The octanol:water partition coefficient is often used to estimate Kp (Guy and Potts, 1993; U.S. EPA, 1992). The estimated Kp for MC based on the octanol:water partition coefficient is 0.018 cm/h (U.S. EPA, 1992), almost 3 times greater than the value predicted here for humans. The uncertainty in Kp predicted from the octanol:water partition coefficient is expected to be within an order of magnitude (U.S. EPA, 1992). Reifenrath et al. (1984) reported that penetration rates were more directly related to octanol:water partition coefficients for water-soluble compounds than for lipid soluble compounds in human skin grafted nude mice.

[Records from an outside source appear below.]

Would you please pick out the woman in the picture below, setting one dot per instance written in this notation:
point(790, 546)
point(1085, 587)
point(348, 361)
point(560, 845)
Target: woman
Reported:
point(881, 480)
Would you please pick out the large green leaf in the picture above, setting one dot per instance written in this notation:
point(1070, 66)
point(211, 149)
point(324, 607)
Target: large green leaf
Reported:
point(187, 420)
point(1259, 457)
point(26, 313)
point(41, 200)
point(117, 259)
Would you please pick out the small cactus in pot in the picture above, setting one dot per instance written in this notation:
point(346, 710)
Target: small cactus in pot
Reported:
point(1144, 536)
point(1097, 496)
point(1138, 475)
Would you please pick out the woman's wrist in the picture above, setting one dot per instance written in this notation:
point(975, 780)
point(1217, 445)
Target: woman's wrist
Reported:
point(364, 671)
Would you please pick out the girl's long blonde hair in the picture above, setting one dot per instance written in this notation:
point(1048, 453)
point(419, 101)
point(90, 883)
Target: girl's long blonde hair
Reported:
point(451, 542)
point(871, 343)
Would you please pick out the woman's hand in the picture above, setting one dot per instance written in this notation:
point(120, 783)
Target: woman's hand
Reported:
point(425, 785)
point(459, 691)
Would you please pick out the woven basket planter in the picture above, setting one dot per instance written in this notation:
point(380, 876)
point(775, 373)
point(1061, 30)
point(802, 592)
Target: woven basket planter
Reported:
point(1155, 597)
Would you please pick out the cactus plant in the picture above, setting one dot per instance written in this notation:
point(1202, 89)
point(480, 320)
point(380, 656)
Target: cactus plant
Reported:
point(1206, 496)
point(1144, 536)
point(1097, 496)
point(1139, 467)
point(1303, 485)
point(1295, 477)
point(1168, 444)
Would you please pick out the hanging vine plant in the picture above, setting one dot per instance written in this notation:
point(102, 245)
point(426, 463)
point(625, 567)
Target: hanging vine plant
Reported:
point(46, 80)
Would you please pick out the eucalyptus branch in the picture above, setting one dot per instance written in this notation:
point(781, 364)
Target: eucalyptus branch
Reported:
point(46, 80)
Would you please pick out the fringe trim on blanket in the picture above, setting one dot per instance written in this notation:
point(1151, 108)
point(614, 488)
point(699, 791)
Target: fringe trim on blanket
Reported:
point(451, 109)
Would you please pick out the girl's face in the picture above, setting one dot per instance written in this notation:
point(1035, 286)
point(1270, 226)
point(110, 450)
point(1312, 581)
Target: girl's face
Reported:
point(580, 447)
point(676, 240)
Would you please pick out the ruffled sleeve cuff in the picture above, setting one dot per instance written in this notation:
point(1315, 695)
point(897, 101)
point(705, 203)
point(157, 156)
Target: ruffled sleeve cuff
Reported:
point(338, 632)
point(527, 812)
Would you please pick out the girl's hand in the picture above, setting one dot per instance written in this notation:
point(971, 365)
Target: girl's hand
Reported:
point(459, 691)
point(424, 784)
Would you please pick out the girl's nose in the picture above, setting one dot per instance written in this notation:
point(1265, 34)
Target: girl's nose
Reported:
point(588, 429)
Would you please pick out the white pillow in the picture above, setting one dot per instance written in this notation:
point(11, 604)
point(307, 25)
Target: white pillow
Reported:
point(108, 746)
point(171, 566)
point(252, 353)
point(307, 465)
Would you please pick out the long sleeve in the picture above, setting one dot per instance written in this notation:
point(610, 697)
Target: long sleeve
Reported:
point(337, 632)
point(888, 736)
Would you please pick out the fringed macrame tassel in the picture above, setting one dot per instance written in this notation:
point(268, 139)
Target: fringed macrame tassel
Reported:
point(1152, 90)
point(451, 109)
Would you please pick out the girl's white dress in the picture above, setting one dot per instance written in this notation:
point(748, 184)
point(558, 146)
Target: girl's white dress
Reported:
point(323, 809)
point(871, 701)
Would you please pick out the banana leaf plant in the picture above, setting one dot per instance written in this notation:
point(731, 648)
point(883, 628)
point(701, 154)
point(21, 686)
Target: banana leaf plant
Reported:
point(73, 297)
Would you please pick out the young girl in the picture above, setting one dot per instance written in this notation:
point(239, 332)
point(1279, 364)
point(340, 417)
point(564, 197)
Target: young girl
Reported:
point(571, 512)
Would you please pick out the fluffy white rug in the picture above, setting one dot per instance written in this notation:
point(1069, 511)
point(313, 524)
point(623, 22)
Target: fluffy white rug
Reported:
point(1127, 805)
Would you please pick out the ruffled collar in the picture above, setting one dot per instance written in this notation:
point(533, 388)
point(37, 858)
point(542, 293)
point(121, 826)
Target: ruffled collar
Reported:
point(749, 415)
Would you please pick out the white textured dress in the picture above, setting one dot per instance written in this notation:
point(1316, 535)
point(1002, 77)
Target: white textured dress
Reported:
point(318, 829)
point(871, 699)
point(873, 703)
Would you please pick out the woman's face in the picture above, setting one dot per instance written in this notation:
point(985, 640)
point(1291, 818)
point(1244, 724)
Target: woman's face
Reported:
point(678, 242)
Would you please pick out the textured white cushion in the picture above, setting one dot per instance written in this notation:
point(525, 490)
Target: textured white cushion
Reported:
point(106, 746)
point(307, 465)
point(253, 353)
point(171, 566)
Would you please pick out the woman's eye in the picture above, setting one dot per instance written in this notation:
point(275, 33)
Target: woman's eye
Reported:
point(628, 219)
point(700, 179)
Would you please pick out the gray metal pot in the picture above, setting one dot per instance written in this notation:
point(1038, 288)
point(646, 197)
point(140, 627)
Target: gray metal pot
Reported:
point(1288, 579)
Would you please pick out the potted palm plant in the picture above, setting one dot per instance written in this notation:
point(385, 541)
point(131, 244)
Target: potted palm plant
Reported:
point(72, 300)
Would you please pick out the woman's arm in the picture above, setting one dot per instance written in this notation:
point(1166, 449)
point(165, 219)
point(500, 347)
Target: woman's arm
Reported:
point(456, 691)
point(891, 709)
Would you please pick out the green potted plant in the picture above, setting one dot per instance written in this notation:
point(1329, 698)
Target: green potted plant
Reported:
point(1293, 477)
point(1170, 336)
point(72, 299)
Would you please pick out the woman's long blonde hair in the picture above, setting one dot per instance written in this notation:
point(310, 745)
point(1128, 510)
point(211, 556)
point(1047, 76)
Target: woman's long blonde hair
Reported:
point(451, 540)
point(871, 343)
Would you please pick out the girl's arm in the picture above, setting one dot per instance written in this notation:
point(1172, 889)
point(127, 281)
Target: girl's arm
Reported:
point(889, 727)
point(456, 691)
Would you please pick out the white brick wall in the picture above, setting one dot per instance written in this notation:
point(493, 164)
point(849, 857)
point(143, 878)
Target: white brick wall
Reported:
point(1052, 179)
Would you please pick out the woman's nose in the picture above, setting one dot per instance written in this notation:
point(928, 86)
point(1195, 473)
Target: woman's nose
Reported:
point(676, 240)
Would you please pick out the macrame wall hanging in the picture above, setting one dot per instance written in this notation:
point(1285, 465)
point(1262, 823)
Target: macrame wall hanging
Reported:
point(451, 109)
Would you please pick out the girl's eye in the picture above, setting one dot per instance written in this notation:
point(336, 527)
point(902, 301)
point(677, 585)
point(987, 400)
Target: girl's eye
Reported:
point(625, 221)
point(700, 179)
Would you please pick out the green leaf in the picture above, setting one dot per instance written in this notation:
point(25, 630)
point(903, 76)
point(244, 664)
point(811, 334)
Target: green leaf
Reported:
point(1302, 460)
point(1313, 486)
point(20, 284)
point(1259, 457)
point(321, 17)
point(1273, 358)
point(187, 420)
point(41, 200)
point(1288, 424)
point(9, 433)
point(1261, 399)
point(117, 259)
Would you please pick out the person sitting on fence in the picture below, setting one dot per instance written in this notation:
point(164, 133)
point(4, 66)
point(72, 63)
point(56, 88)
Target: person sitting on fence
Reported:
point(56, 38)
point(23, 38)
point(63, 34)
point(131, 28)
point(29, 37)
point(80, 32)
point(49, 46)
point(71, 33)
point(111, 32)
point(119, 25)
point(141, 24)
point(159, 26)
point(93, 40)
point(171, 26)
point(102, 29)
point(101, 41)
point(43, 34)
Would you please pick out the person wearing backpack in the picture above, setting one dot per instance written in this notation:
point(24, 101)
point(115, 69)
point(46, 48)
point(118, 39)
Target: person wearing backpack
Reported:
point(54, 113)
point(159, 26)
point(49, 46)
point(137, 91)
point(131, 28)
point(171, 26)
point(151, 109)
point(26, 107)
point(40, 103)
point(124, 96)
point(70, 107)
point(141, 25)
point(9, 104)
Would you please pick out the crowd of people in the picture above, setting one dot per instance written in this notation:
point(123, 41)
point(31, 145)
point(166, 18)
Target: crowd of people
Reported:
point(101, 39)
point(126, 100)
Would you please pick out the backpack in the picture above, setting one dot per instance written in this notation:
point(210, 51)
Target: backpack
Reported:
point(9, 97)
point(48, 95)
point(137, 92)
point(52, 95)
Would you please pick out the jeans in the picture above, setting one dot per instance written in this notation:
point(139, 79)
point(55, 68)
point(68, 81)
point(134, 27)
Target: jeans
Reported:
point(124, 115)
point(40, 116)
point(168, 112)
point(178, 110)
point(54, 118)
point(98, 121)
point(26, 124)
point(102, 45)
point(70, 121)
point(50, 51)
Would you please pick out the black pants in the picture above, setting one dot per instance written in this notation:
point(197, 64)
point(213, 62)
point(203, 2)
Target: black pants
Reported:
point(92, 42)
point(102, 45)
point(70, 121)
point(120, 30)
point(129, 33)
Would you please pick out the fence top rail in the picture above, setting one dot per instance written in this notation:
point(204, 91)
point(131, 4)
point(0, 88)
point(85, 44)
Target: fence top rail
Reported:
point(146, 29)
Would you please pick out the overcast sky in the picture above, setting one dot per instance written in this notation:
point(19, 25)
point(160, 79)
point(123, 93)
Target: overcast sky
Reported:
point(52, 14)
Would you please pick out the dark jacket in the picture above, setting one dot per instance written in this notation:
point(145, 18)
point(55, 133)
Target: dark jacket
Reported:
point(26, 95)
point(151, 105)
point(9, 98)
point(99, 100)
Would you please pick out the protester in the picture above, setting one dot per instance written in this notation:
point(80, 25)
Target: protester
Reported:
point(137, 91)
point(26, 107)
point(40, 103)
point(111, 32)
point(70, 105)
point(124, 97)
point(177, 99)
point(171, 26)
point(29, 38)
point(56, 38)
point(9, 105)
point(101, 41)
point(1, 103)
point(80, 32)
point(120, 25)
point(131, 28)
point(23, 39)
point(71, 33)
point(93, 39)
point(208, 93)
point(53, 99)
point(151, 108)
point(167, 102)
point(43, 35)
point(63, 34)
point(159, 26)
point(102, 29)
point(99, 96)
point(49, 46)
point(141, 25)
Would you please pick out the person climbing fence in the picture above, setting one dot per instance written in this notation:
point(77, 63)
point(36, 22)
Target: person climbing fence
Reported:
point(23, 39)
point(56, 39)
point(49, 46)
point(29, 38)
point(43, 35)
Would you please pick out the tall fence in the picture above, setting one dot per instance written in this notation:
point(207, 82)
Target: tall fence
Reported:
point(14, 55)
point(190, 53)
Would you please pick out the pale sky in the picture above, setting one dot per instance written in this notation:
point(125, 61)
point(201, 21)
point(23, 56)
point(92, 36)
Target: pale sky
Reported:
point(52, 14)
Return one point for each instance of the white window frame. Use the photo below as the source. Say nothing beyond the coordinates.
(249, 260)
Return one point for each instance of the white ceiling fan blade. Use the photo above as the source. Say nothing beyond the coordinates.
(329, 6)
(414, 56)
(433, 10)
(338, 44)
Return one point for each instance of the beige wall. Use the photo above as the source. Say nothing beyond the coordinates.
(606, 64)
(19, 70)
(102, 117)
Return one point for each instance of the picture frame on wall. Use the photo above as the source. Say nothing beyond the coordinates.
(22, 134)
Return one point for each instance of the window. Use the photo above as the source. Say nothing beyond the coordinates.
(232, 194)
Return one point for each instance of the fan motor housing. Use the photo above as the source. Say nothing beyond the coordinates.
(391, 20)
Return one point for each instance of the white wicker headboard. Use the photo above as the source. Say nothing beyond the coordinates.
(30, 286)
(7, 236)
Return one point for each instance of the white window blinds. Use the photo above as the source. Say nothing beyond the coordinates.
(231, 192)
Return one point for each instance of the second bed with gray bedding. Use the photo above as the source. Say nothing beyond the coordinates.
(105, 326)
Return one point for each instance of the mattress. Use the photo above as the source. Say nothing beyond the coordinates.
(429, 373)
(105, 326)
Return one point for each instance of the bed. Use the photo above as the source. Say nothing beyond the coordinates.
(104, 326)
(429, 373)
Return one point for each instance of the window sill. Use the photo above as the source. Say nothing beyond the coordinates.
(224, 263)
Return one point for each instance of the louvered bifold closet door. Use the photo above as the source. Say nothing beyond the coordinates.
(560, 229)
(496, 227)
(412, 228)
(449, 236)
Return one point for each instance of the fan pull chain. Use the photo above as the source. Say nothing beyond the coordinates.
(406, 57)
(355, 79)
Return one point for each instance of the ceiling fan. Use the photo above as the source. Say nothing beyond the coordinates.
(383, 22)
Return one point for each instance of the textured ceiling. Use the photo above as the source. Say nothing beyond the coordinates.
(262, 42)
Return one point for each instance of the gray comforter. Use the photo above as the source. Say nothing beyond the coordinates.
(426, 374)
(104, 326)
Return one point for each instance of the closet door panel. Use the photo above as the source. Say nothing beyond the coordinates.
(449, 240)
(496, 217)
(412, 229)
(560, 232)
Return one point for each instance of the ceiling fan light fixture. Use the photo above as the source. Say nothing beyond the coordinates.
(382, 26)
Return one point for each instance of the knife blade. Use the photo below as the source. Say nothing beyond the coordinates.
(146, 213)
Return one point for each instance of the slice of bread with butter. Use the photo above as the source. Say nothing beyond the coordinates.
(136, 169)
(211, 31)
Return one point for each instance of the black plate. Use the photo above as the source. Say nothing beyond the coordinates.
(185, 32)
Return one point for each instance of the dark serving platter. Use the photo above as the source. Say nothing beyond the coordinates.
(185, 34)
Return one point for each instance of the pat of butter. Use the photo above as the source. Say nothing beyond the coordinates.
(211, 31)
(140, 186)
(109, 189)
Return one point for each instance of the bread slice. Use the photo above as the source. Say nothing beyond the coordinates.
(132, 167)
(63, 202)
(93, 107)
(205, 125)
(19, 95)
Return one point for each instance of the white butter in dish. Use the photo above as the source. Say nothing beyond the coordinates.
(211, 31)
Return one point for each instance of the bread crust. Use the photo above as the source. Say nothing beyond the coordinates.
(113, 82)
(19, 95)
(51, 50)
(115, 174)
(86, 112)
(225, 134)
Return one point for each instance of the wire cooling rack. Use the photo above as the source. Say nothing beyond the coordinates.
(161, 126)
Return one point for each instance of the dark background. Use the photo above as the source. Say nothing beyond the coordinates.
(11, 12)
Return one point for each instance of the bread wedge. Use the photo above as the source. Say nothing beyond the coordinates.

In this study, a simple, well-stirred skin compartment was used in the PBPK model to describe the dermal flux. Previous investigators have used models that included dual skin compartments to represent the stratum corneum and epidermis (Chinery and Gleason, 1993; Shatkin and Brown, 1991). However, the single compartment has the advantage of having fewer variables that need to be independently determined. Furthermore, models using a single skin compartment have been found to adequately describe the dermal absorption of similar test chemicals, such as; chloroform, dibromomethane, and bromochloromethane (Corley et al., 1999; Jepson and McDougal 1997). The simple, single-compartment model used here sufficiently described the exhaled breath data after a delay function was included to describe each individual human exposure.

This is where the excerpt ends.